I have been wondering, though, how would it be best to write such script in perl. Intuitively, perl seems the perfect language for that application, but to tell the truth, i wouldn't even know how to start... (the problem is the possible set of "or" expressions, which were handled moderately elegantly using pattern matching and recursion in Scheme)

Best regards,
PanicZ


Laurent_R
Veteran / Moderator

Jan 26, 2013, 2:10 AM

Post #2 of 11 (1655 views)
Re: [panicz] Wrapper around the UNIX find | xargs grep [In reply to] Can't Post

You can certainly use Perl to emulate the find command, and it should be fairly easy. Probably far less code lines than your Scheme implementation, but I don't understand Scheme well enough to understand in detail what you are doing in your script.

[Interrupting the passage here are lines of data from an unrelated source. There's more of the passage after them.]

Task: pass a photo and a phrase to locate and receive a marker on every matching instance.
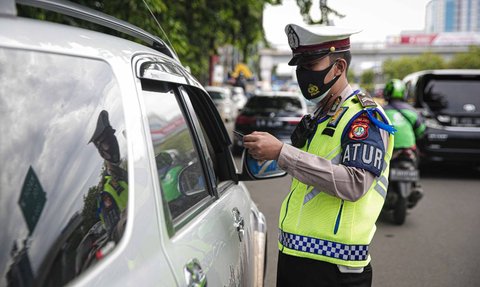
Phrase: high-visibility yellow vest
(316, 225)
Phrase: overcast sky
(377, 18)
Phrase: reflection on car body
(117, 166)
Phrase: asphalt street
(437, 246)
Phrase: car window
(443, 94)
(64, 177)
(274, 103)
(180, 173)
(217, 95)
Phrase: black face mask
(312, 85)
(107, 146)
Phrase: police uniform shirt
(348, 180)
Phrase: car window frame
(175, 224)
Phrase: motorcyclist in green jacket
(409, 124)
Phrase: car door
(205, 213)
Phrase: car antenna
(165, 36)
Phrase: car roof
(218, 89)
(63, 39)
(277, 94)
(441, 72)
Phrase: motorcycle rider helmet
(394, 89)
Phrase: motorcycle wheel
(400, 211)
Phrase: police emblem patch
(312, 90)
(293, 39)
(359, 128)
(336, 117)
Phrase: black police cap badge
(293, 39)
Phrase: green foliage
(367, 80)
(398, 69)
(468, 60)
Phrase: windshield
(452, 95)
(274, 103)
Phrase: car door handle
(194, 274)
(238, 223)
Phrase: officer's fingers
(250, 138)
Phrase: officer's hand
(262, 145)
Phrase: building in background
(452, 16)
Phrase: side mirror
(259, 169)
(191, 179)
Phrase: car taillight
(244, 120)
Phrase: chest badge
(359, 129)
(335, 119)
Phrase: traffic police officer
(339, 161)
(113, 197)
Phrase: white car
(116, 167)
(222, 97)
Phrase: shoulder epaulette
(365, 100)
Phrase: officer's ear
(340, 67)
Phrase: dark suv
(450, 103)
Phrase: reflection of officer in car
(339, 161)
(113, 196)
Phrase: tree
(398, 69)
(305, 7)
(366, 80)
(468, 60)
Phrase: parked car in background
(275, 112)
(116, 166)
(222, 97)
(450, 102)
(239, 97)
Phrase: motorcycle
(404, 191)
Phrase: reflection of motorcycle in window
(404, 191)
(169, 167)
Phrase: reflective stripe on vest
(324, 247)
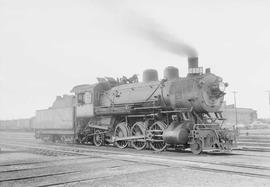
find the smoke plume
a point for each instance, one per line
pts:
(152, 31)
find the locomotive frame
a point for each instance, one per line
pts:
(174, 112)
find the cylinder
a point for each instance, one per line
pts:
(150, 75)
(192, 62)
(171, 73)
(176, 134)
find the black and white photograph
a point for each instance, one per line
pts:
(127, 93)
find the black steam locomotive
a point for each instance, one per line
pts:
(173, 112)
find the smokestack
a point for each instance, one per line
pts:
(193, 68)
(192, 62)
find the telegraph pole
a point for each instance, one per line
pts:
(268, 91)
(235, 109)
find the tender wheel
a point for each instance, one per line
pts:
(138, 129)
(98, 138)
(156, 131)
(121, 131)
(196, 147)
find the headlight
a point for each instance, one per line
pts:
(221, 86)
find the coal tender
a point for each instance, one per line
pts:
(174, 112)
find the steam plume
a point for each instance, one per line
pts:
(154, 32)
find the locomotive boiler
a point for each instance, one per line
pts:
(174, 112)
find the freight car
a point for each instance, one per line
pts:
(17, 124)
(176, 112)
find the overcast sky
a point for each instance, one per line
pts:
(47, 47)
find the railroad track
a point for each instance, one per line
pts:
(153, 160)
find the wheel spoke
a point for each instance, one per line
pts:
(121, 131)
(138, 129)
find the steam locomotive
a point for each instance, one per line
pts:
(174, 112)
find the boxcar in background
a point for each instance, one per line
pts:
(57, 122)
(18, 124)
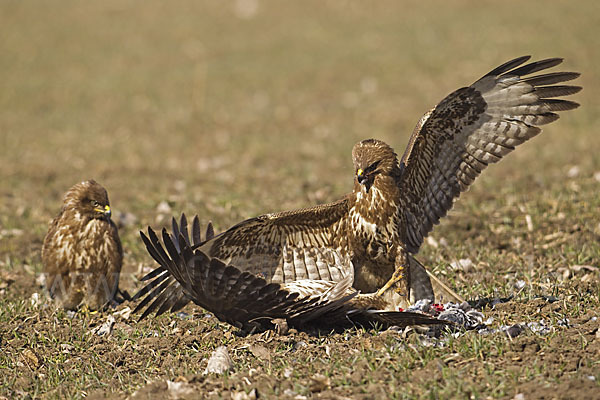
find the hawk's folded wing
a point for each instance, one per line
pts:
(469, 129)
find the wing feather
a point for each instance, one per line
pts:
(471, 128)
(250, 302)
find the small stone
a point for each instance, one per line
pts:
(163, 208)
(179, 389)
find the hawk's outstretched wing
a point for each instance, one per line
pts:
(284, 247)
(250, 302)
(469, 129)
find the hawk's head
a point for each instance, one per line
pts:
(373, 158)
(89, 199)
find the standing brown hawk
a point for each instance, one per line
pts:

If I have some time, I might come back later with a basic proposal.


panicz
Novice

Jan 26, 2013, 3:00 AM

Post #3 of 11 (1653 views)
Re: [Laurent_R] Wrapper around the UNIX find | xargs grep [In reply to] Can't Post

The idea of the code is very simple:
it is invoked as

Code
search CLAUSE*

where

Code
CLAUSE ::= 
"from" $from
| "in" $in[0] ("or" @in)*
| "for" $for[0] ("or" @for)*

so for instance it can be called like that:

Code
# search in '*.php' for 'join' 
# search from ~/ for $USER
...

internally it runs

Code
system("find ".($from or "./")." " 
.(@in?" -name ".join(" -or -name ", @in):"")
.(@for?"|xargs grep -e ".join(" -e ", @for):""));

where @for and @in are arrays obtained from processing appropriate clauses. The only problem that i have is with processing those clauses.
It would be perfect if the source code was similar to what i wrote here, because i think it's the best way to explain what i mean.


(This post was edited by panicz on Jan 26, 2013, 1:32 PM)


BillKSmith
Veteran

Jan 27, 2013, 1:10 PM

Post #4 of 11 (1627 views)
Re: [panicz] Wrapper around the UNIX find | xargs grep [In reply to] Can't Post

Why even consider a "wrapper" in perl? the built-in functions glob and grep appear to do the original job. You probably want to extend the error processing, but
this should give you the idea.

Code
use strict; 
use warnings;
foreach my $file (glob( '*.ext' ), glob( '*.txt' ) ) {
open my $IN, '<', $file or next;
print( grep {/a string that interests me/} <$IN> )
}

Good Luck,
Bill


7stud
Enthusiast

Jan 27, 2013, 4:02 PM

Post #5 of 11 (1624 views)
Re: [BillKSmith] Wrapper around the UNIX find | xargs grep [In reply to] Can't Post

Well, the whole idea is to be able to type the following(or any variation of the allowed grammar) on the command line:


Code
$ search for "a string that interests me" \  
or "some other string" in *.ext or *.txt


...and have the program do what the English says. The op's second post complicates things even further by expanding on the allowed grammar. Writing a new program for every search is not what the op is after.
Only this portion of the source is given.